会計監査における会計不正の特徴
はじめに
不正は人間の弱さの証明であり、それはなくなることはありません。 人間の弱さに組織の弱さが加わったとき、不正が発生します。 不正の機会を与えないためには、内部統制の強化が重要となります。
不正対応に対する社会的要請の高まり、IT化、AIの進歩を背景として、監査環境の変化に対応して、従来の監査のあり方を大きく変えていかなければならなくなっています。
不正の手口の内容
1. 自己決裁
決裁権限者自らが不正を実施、ないし不正に加担することで、職責に期待される牽制機能を無効化する手法。 取引は実在し、決裁履歴も存在するため不正かどうかの判定が困難。
2. 架空資産(在庫過大計上を含む)
実際には存在しない資産、または価値のない資産について、伝票や証憑を改竄し、資産が存在する、ないしは 価値があるかのように処理する方法。
3. 循環取引
複数の取引先が互いに共謀し、商品の転売や業務委託などの相互発注を繰り返すことで、架空の売上高を計上する取引手法。
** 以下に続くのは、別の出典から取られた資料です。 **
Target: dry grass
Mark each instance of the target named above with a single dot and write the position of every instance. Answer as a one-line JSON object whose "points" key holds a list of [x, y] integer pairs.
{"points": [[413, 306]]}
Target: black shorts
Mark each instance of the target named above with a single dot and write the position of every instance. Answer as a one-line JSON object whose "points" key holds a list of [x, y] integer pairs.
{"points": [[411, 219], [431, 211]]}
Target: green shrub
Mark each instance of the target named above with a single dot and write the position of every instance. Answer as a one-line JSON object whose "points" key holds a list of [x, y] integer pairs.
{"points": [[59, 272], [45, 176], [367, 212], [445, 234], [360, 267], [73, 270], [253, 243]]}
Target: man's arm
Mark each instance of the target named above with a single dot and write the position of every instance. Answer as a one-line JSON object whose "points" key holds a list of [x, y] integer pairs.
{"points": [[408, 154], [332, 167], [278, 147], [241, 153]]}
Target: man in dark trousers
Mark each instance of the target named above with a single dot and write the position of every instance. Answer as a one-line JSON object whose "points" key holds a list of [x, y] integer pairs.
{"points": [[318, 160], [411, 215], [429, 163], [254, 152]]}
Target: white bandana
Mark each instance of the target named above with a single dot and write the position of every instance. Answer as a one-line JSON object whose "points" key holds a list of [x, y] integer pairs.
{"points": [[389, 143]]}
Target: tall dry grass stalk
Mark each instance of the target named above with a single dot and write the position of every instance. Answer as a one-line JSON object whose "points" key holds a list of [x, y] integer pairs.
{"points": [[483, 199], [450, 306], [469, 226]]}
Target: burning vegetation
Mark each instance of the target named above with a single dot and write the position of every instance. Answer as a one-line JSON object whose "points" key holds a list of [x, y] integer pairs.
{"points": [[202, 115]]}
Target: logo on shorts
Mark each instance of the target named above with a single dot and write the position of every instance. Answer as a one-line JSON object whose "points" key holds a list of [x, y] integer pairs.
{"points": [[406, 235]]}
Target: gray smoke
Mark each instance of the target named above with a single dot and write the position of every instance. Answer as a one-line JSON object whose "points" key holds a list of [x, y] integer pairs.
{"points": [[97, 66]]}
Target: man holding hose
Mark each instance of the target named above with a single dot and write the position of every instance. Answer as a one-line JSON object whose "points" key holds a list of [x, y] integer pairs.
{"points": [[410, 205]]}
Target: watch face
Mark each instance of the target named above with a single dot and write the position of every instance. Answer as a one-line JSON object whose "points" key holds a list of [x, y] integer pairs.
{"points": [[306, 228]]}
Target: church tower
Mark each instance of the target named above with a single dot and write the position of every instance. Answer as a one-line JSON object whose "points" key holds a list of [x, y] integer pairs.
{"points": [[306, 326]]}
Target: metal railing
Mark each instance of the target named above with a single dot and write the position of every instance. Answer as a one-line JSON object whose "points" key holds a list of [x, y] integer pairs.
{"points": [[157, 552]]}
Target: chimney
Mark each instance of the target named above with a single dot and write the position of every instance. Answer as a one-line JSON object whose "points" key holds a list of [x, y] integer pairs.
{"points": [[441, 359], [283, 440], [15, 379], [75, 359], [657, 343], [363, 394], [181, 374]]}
すべての証憑がそろっているため、通常の取引と区別するのは非常に困難。
4. 簿外債務
会社が負担すべき債務について、帳簿に計上しなかったり、本来計上するべきタイミングよりも遅いタイミン グで負債を計上する手法。
5. 原価付替(費用繰延を含む)
実際に発生した原価や費用について、費用認識するタイミングを意図的に操作する手法。原価や費用の配賦過程を再チェックすることで発見が可能であるが、複雑な計算過程の中で行われた場合は、発見が困難となる
6. 在庫横領
帳簿や伝票を改竄することや、通常起こりうるロスの中に紛れ込ませることで、不正の実施者が在庫を横領した事実を隠ぺいする手法。
7. 架空取引(架空売上・架空仕入・架空経費)
取引実態がないにもかかわらず、伝票や証憑を改竄し、取引が実際に存在したかのように処理を行う手法。改竄は、内部証憑だけでなく、外部証憑に対しても行われることがあり、改竄の範囲・程度により発見の難度が変わる。
おわりに
不正は内部統制が有効に機能している領域では発生しません。
不正伝票の自己承認や取引先との結託による証憑偽造といった内部統制の無効化が行われる場合や仕入価格の妥当性評価や不可視在庫の現物確認が難しいケースなど内部統制の盲点を突く場合、子会社や営業所等で兼務が多いためそもそも内部統制が未整備である場合にその領域で発生するものです。
また、そもそも内部統制の枠外にある経営者による不正の場合は特別です。世の中を騒がした東芝の不適切会計問題など経営者による不正の場合、我々公認会計士の監査でも発見が困難となるケースもあります。